How usable is my collection of old TSR books in playing ACKS?

Could I dust off the old ‘Castle Amber’ or ‘Vault of the Drow’, replace the monsters with the listings in ACKS and call it a day? I guess what I’m asking is, aside from monster stats, are the treasure amounts and encounter sizes the same?

Of all my old books, which come closer to matching up with ACKS’s numbers, Basic D&D, AD&D, or 2nd Ed. D&D?

Can’t speak for individual adventures, but Basic should be closest of those three. ACKS is based on B/X, so its lineage is closer to the Basic line than the AD&D line.

I’m running Castle Amber now and it’s really worked like a charm. Changing AC is about all I need to do.

Published dungeons varied a lot. ACKS has some fairly specific guidelines for treasure (4 GP per 1 XP of monster, on average, with specific monsters ranging from none to upwards 4x that amount).
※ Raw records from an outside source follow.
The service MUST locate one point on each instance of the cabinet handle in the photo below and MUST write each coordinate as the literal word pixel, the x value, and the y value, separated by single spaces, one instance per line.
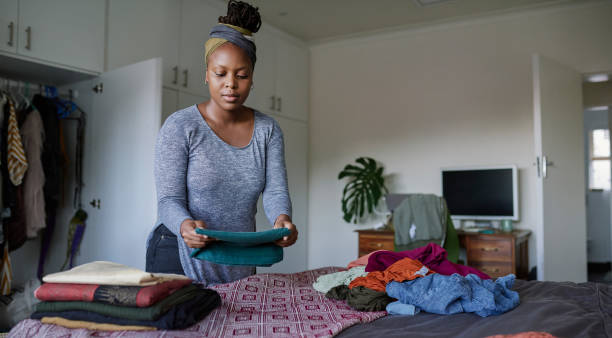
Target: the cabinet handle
pixel 29 38
pixel 11 33
pixel 175 70
pixel 273 103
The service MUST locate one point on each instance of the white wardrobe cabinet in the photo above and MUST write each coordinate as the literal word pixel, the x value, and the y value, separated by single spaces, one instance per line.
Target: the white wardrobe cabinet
pixel 68 33
pixel 197 18
pixel 173 100
pixel 262 96
pixel 280 83
pixel 141 29
pixel 8 25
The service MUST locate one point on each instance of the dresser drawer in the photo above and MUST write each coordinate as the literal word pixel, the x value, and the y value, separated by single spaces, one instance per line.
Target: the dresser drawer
pixel 489 250
pixel 368 244
pixel 494 270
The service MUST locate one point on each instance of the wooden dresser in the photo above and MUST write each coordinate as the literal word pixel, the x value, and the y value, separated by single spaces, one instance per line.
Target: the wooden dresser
pixel 496 254
pixel 499 253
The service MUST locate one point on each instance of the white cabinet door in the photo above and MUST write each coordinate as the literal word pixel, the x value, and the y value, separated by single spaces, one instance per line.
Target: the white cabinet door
pixel 65 32
pixel 197 18
pixel 120 140
pixel 186 100
pixel 169 103
pixel 142 29
pixel 262 96
pixel 292 80
pixel 8 25
pixel 296 159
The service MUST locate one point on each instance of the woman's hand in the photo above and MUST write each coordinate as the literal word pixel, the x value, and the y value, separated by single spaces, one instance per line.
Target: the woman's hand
pixel 191 237
pixel 284 221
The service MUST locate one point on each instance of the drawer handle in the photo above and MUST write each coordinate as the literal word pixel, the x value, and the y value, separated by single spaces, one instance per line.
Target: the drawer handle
pixel 29 38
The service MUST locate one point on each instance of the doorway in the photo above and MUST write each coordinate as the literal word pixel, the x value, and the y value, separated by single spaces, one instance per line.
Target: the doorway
pixel 597 182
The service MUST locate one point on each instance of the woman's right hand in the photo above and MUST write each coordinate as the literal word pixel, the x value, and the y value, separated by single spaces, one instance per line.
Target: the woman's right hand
pixel 191 237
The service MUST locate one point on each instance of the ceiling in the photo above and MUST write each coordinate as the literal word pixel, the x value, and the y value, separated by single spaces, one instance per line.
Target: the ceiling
pixel 320 20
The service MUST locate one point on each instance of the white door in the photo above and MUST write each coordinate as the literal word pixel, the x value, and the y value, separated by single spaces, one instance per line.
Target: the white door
pixel 8 25
pixel 66 32
pixel 559 150
pixel 118 164
pixel 296 159
pixel 136 34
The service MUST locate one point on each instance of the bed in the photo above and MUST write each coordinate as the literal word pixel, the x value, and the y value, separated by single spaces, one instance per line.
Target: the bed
pixel 286 305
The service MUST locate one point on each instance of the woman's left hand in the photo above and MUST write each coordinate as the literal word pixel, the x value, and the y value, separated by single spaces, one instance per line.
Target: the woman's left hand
pixel 283 221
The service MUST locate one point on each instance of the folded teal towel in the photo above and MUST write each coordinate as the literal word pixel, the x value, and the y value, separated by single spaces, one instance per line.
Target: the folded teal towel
pixel 242 248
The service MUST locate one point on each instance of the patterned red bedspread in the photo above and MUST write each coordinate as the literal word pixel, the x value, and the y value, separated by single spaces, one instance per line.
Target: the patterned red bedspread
pixel 263 305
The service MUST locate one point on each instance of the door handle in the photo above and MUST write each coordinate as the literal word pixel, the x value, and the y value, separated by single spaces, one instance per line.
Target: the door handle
pixel 273 107
pixel 29 38
pixel 11 33
pixel 545 165
pixel 95 203
pixel 175 70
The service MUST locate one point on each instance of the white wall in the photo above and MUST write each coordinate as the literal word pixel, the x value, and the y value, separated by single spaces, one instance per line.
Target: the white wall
pixel 418 100
pixel 598 202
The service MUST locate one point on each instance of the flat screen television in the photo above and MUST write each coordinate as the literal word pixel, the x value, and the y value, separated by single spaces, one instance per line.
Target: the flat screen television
pixel 481 193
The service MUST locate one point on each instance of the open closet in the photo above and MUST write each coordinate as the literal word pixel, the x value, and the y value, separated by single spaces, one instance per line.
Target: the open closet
pixel 123 116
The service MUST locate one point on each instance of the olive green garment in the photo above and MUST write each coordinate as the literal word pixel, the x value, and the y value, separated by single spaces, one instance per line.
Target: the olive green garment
pixel 135 313
pixel 361 298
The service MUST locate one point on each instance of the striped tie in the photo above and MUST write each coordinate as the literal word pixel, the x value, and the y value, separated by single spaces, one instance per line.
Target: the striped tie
pixel 17 162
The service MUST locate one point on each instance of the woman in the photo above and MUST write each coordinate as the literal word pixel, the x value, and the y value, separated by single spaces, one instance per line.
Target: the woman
pixel 214 159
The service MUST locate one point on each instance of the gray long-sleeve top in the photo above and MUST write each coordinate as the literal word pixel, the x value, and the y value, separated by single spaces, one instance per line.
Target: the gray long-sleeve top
pixel 199 176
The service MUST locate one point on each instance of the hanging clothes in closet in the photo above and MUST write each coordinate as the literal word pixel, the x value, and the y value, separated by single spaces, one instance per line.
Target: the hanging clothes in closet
pixel 33 164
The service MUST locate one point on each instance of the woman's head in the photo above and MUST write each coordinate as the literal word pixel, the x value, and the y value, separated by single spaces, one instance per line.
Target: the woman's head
pixel 231 54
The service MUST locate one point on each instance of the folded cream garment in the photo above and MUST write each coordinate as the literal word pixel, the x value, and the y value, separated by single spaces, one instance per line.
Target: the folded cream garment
pixel 109 273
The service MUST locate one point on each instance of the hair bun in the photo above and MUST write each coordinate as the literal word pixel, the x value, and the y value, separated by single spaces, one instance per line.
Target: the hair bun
pixel 242 14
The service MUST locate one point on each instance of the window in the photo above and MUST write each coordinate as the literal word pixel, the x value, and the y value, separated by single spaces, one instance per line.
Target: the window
pixel 599 168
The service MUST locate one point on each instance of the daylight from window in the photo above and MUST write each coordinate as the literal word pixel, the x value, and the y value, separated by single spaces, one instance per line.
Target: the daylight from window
pixel 600 159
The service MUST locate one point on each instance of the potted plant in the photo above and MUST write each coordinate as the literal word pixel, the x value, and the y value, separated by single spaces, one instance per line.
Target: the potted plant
pixel 364 189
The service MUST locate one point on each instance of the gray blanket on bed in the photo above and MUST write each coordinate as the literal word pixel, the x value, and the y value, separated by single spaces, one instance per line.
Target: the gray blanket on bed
pixel 561 309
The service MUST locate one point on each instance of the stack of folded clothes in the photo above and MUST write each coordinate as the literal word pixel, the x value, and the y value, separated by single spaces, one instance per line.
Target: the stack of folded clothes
pixel 110 296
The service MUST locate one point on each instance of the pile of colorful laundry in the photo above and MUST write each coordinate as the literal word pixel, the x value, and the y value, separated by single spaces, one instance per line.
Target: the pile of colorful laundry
pixel 407 282
pixel 114 297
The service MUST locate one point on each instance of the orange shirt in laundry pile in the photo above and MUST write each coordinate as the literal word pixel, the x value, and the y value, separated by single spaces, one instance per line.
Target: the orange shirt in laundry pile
pixel 402 270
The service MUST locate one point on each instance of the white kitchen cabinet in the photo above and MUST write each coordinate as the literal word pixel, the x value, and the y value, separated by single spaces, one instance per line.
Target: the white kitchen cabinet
pixel 63 32
pixel 296 159
pixel 8 25
pixel 262 96
pixel 136 34
pixel 197 18
pixel 292 80
pixel 169 103
pixel 280 84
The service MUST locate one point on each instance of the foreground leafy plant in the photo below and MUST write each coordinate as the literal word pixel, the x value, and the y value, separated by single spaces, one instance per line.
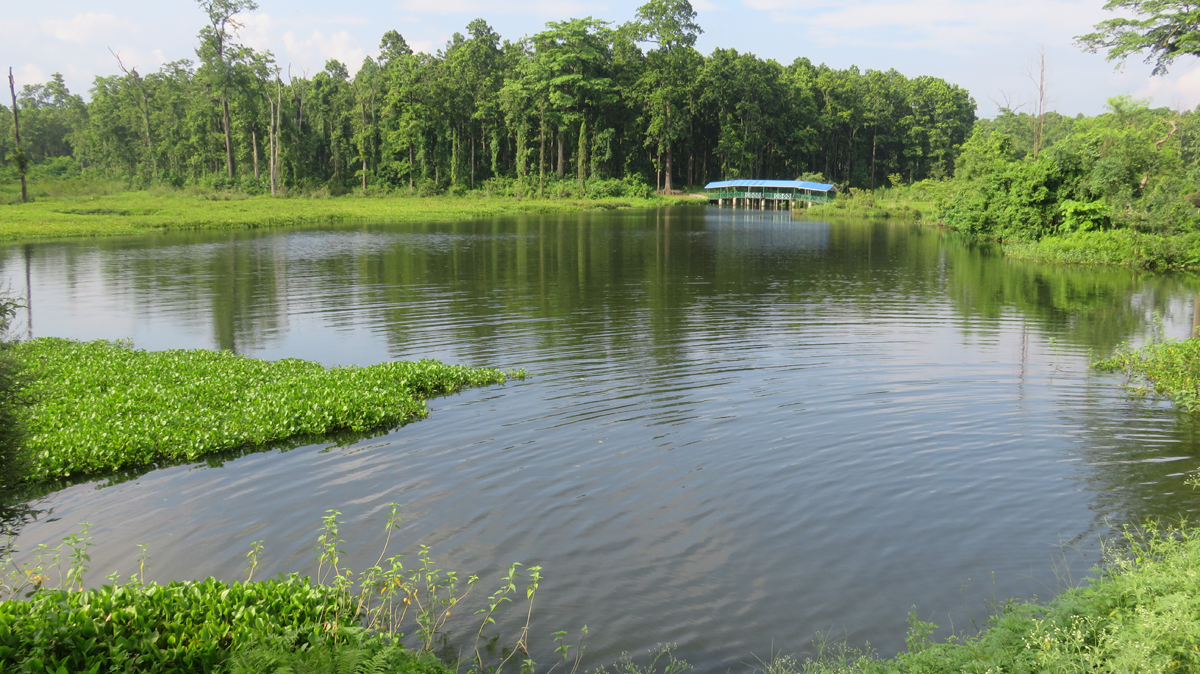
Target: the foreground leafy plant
pixel 105 405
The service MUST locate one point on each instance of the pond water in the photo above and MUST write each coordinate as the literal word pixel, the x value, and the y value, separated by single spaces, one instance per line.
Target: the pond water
pixel 739 431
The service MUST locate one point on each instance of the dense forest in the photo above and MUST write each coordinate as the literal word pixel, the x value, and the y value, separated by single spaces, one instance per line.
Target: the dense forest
pixel 1024 178
pixel 581 106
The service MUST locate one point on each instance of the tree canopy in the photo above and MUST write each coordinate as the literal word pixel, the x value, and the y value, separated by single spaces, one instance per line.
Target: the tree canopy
pixel 1163 29
pixel 580 107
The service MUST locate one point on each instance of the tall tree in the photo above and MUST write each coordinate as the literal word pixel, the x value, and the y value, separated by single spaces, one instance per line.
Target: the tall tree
pixel 18 156
pixel 1163 29
pixel 220 54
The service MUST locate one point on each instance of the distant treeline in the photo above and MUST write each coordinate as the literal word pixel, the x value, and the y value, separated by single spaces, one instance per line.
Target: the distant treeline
pixel 582 100
pixel 1025 178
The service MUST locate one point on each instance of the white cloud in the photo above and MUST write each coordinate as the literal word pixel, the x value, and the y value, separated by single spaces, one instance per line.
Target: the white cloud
pixel 1174 90
pixel 28 73
pixel 937 24
pixel 424 46
pixel 87 28
pixel 558 8
pixel 256 31
pixel 319 48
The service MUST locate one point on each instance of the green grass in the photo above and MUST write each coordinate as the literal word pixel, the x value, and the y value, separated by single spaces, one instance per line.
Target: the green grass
pixel 102 405
pixel 107 214
pixel 1116 247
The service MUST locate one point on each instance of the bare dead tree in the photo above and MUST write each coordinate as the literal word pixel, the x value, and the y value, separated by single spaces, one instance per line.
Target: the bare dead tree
pixel 1042 100
pixel 276 110
pixel 18 155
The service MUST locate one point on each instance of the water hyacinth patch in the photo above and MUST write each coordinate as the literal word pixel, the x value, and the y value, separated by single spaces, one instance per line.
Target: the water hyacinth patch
pixel 1169 368
pixel 105 405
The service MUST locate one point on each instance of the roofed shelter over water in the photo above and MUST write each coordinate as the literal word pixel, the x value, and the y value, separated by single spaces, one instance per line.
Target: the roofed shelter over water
pixel 768 193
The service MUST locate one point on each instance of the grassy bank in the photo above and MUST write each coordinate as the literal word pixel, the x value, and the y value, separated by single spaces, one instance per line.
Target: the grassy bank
pixel 144 212
pixel 102 405
pixel 337 620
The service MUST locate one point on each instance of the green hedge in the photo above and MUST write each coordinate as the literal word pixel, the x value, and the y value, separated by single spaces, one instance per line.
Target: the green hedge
pixel 190 626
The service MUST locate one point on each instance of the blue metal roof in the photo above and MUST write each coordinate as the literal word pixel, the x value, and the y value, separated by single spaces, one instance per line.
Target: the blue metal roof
pixel 796 184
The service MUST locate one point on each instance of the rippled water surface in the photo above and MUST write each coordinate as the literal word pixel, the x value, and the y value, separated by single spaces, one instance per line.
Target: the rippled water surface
pixel 739 429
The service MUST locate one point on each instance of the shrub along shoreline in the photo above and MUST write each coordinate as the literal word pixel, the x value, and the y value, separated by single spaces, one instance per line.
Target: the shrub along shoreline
pixel 103 405
pixel 157 211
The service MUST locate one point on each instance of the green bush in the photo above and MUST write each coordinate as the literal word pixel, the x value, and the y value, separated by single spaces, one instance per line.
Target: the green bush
pixel 191 626
pixel 105 405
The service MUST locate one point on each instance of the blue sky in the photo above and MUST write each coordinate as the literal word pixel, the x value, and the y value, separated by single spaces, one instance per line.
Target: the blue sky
pixel 989 47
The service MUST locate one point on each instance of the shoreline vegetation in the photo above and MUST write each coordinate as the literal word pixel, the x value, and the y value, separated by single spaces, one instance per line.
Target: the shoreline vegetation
pixel 1137 613
pixel 99 210
pixel 100 407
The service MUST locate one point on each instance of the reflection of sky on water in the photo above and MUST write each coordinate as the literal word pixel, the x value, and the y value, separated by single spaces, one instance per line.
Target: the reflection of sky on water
pixel 739 431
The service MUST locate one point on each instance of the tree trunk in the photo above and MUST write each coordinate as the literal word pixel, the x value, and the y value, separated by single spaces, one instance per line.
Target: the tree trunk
pixel 225 110
pixel 582 155
pixel 541 160
pixel 562 168
pixel 666 173
pixel 875 138
pixel 666 181
pixel 16 136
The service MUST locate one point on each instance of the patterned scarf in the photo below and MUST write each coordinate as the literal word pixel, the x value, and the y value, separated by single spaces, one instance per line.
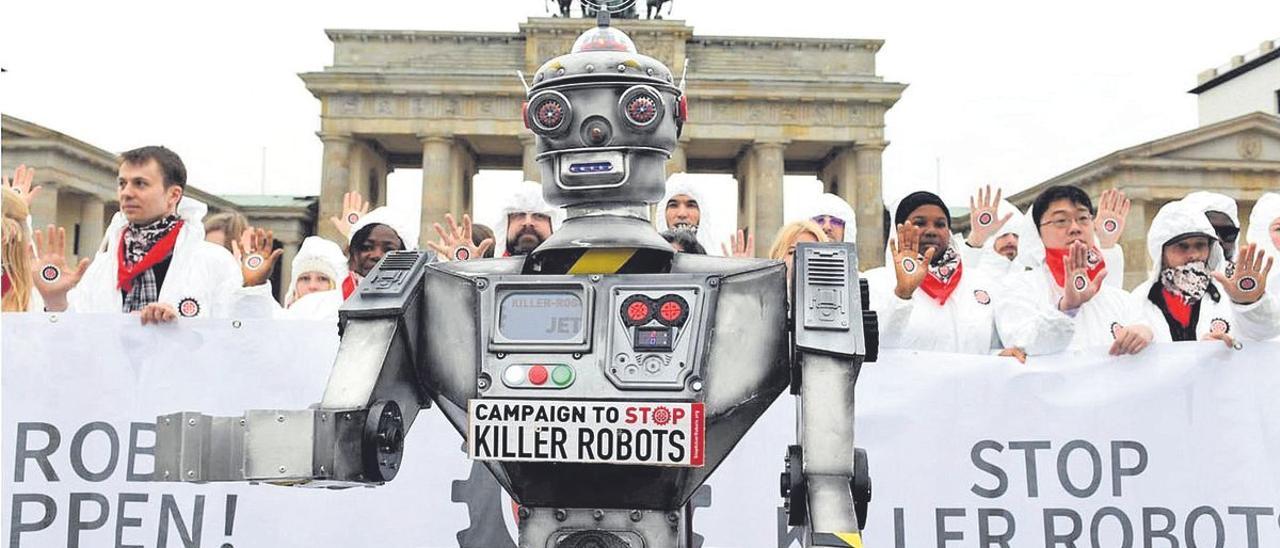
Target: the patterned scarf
pixel 136 242
pixel 944 277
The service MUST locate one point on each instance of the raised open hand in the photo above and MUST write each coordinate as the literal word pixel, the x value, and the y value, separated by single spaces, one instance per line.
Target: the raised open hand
pixel 1077 286
pixel 1248 282
pixel 456 243
pixel 255 255
pixel 353 206
pixel 1112 211
pixel 983 220
pixel 909 265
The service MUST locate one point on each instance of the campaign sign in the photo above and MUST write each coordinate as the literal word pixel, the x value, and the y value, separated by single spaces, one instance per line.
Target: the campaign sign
pixel 618 433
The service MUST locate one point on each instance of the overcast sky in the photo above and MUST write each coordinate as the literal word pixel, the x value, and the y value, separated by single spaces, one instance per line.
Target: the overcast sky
pixel 1002 92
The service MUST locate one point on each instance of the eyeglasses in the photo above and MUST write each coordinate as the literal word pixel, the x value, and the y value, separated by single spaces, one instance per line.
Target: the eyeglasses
pixel 833 220
pixel 1064 223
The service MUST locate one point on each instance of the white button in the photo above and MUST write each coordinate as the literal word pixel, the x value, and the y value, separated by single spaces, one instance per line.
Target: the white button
pixel 513 375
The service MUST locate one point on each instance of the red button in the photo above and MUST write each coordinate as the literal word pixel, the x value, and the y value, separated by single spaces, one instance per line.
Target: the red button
pixel 538 374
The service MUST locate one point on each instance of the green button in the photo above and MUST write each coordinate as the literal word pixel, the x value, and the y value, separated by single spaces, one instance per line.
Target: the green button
pixel 562 375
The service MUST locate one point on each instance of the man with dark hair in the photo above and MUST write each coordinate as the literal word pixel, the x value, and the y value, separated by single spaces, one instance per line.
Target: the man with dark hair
pixel 155 259
pixel 926 296
pixel 1064 302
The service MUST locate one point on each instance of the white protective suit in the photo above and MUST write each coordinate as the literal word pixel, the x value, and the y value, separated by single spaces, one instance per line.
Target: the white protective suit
pixel 1256 322
pixel 406 229
pixel 316 255
pixel 528 197
pixel 963 324
pixel 204 279
pixel 1027 314
pixel 680 183
pixel 836 206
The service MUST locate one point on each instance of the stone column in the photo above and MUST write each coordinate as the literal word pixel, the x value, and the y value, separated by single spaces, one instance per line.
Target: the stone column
pixel 767 190
pixel 679 161
pixel 868 202
pixel 44 210
pixel 334 182
pixel 533 172
pixel 439 183
pixel 92 224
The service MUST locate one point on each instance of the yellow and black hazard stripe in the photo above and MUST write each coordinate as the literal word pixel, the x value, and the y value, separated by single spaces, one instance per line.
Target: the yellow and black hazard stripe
pixel 837 539
pixel 599 260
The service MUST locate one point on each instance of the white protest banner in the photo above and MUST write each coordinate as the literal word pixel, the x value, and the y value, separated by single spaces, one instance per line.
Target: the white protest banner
pixel 1171 448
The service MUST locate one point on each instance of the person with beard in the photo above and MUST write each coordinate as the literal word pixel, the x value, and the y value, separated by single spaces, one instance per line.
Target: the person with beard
pixel 1224 215
pixel 526 220
pixel 373 236
pixel 924 295
pixel 681 209
pixel 1064 301
pixel 155 260
pixel 1188 298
So … most modules will need some work. Although in general, if you add up the XP for the monsters, and then add up all of the treasure’s non-magical GP total, it’s easy enough to adjust the totals slightly to match up with one another.

The rest for a Basic D&D module will generally be about the same IME.

Good to know. I’ve grown kind of impressed with the kind of thought that went into ACKS economic model. I’d hate to screw it up putting too much loot in my Horror on the Hill.

I have seen the creators post this elsewhere, but the great thing about accidentally putting in “too much loot” is that the game simply advances faster.

True! If I can get a real game going, I’m going to be doubling the treasure generated to keep the pace at a level that will appease my players.

Yeah…I don’t see how you have ‘too much’. I mean unless you want the kind of advancement that takes years between levels…and besides it’s always best to have more so that the inevitable replacement characters can catch up…:wink:

One approach I use in my White Sandbox campaign is to use whatever treasure is written in the source material (I've used everything from OD&D adventures from the Dungeoneer fanzine to a 2E module), but then bring it up to the 4 gp from treasure : 1 xp from combat by finding other ways for the PCs to get paid. For example, if they clear an ogre lair, I might look around at who would have wanted those ogres dead and provide a bounty for their heads. The nice thing about this is that it knits the group into the world; cultivating networks of NPC contacts is important for players proactively seeking these kinds of extra-treasure monetary rewards.